With the special election less than two weeks away, the Democratic primary showdown between Warren Furutani and Mike Gipson for state Assembly is heating up.
And in yet another legislative battle, late independent expenditures threaten to top the spending of the candidates' own campaigns for the Los Angeles-area seat.
A labor-backed independent expenditure (IE) account, funded largely by the State Council of Service Employees, has spent more than $300,000 in mailers, polling and voter contact to support Furutani.
A largely corporate-backed IE has come to the aid of Gipson, who works as a union organizer for the United Teachers Los Angeles, spending almost $60,000 in the past week.
The candidates themselves have raised about $500,000 between them, with Furutani leading Gipson with more than $350,000 raised.

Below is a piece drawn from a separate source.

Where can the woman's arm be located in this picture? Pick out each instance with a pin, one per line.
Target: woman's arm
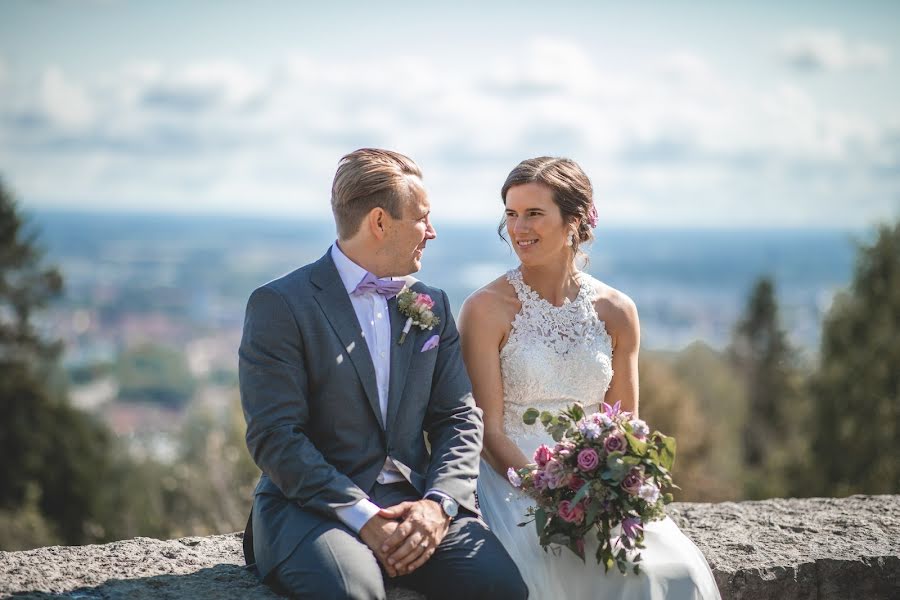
(482, 327)
(623, 326)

While donations to the candidates are capped, money streaming into independent expenditure campaigns, which by law can’t coordinate with the candidates, is limitless.
So far all the reported independent spending has been positive in nature.
But the campaign is hardly mud free. A Gipson mailer accuses Furutani of using a “chauffeur” when he served on the Los Angeles Unified school board in the early 1990s.
And there have been calls in the district, according to a Long Beach Press-Telegram report, insinuating a “direct link” between Gipson, a Carson City Council member, and imprisoned former Mayor Daryl Sweeney.
“That’s one of the more outrageous examples of abuse of the phone system,” said Richie Ross, an adviser to the Gipson campaign. The Furutani campaign has said it did not pay for the call and no group has claimed ownership.
“It’s going to be some low-level low life,” added Ross. “I don’t think it’s going to be a main line group.”
The Furutani campaign, for its part, is attacking Gipson for the links of the independent expenditure campaign supporting him to the tobacco industry. The independent committee has received $40,000 from Philip Morris and $25,000 from U.S. Tobacco. (The IE funds are from the same committee, which received a $1 million donation from Intuit and spent $1 million opposing state Controller John Chiang’s election in 2006.)
“Once again, big tobacco is trying to buy a state legislative seat in California,” said Parke Skelton, a Furutani consultant, in a statement.
Furutani, a consultant to Assembly Speaker Fabian Núñez and a Los Angeles Community College board member, also has the backing of the influential Los Angeles County Federation of Labor.
Labor’s support will be critical in the race, Skelton said in an interview, because polls show the race to be a toss up, with the two Democratic candidates within percentage points of each other.
With a December special election and nothing else on the ballot, turnout is expected to be abysmal.
“By that count the candidate that is turning out the bodies should win. I have confident that should be us,” Skelton said.
Of course, a big IE push could change of the course of the race.
Former Assemblywoman Laura Richardson, D-Long Beach, whose seat the Democrats hope to fill, won election to Congress earlier this year in a race defined by large independent spending.
Richardson was backed by hundreds of thousands of dollars in spending by the Los Angeles labor federation, while her opponent received a six-figure boost from the Morongo Band of Mission Indians.
Skelton said the way campaigns work now, he expects “a ton of crap (to get) dumped in the last few days.”
Ross said he was confident that “generally voters sort their way through this stuff.”
“IEs are here to stay,” he said. “That comes with the First Amendment, and it is what it is.”
The winner of the Democratic primary, set for Dec. 11, in the heavily Democratic district is expected to coast through the Feb. 5 runoff election.